SF Ballet stars past have left high standards in “Don Q.,” most memorably Cubans Lorena Feijoo and Joan Boada when this production premiered here in 2003. They—and now Froustey and Greco—made the most of a well-built Petipa-engineered vehicle. Based on then-principal dancer Yuri Posskhov’s memory of the 1900 Alexander Gorsky production at Possokhov’s native Bolshoi Ballet, this staging in collaboration with SFB artistic director Helgi Tomasson never flags, the pas d’action for young lovers Kitri and Basilio leading seamlessly to ensemble dances that don’t overstay their revelry. The final tavern scene, when Basilio fakes his death to win Kitri’s hand, is full of precise comic touches, and the tableaux of the second act are a special wonder, the landscape of swashbuckling gypsies giving way to the Don’s rococo dream of idealized women and cupids (including six young cupids from the San Francisco Ballet School).
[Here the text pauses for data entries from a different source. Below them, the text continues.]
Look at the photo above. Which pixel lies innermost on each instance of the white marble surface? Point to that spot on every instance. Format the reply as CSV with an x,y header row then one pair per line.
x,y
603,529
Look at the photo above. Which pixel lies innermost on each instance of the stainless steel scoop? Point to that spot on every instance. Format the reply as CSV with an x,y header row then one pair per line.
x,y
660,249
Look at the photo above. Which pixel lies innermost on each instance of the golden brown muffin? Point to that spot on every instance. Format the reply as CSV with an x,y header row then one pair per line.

This production has only improved over the years, refreshed by new Martin Pakledinaz costumes dressing the townspeople in sunny sherbet hues. With the Petipa passages of bravura steps preserved, this is the kind of ballet that can send a ten-year-old into fits of giggles one minute while her mother marvels at exquisitely rendered fouettés the next. In fact, other than the fact that the music ain’t Tchaikovsky (instead we have circus-like ditties by Minkus padded with many interpolations), I’m hard pressed to find any faults in it.
With Froustey and Greco in the leads, we were treated to a study in rock-solid technique in service of wild abandon. Lanky and gamine, Froustey is Paris Opera-trained; compact and swashbuckling, Greco trained at La Scala. Her secret weapon is a rod-through-the-floor plumb-line, which held one dazzling attitude balance after another; his is a pair of super-articulated feet that launch unbelievably lofty jumps, aided by 180-degree turnout that make his positions in the air textbook-refined. To see all this technique taken for granted as she swung a leg into a ronde de jambe like a wide-open door, and he lowered a leg into that arabesque-derriere pirouette that stopped on a dime, was luxury itself. Frequently each tilted towards the edge of off-balance, but never, it seemed, without intentional devil-may-care recklessness.
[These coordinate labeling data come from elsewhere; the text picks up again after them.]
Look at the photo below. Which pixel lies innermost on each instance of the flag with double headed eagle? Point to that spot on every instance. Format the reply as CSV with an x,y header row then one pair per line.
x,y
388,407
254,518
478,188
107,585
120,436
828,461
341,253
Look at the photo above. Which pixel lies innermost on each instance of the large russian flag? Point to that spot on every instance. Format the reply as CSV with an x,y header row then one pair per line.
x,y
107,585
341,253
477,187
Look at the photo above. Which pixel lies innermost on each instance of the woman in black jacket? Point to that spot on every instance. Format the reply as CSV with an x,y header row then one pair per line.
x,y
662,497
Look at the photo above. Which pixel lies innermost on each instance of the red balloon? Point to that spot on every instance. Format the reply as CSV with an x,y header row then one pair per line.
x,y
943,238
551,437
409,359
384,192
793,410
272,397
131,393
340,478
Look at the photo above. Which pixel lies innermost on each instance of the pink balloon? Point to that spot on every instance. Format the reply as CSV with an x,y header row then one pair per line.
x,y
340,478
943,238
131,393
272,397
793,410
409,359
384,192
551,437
Add to all this their charisma and chemistry. Froustey played up her pouty Audrey Hepburn-esque neck and shoulders in defiance of the father who would keep her from her true love; Greco made sure the audience saw how genuinely Basilio worried about Kitri’s affections when he wasn’t teasing her with jealousy, kissing on her friends. And did the grand wedding pas at the end ever deliver. Her variation milked a taffy-pulled echappe and threw in eight double fouettés, smirking, before the last singles—the final ones fudged, but who cared?
This is a ballet where the ensemble and the leads must feed symbiotically off each other’s energy, and the whole company was super-charged. Oles! must be shouted to every corps member who rocked the Act I Seguidilla and held head high through the Act III Fandango. Special bravos could be heard for new corps member Cavan Conley lending confident technique and a Chet Baker-like charm to the bullfighter Espada. I was particularly delighted to see Madison Keesler nearly steal the show in the challenging dance around the torreadors’ knives as Mercedes. Keesler has served humbly in the corps for nine years now (with a few years away); she proved herself soloist-worthy, and should be given such roles far more frequently.
Special theatrical laurels are also due to Alexandre Cagnat as the purple-feathered, handkerchief-dripping fop, Gamache, and to Pascal Molat’s belly-rubbing sidekick to the Don, Sancho Panza. The orchestra under Martin West has never sounded so sprightly. The whole show shouted Viva!, though the principals’ styles spoke in marvelously French and Italian-accented tongues.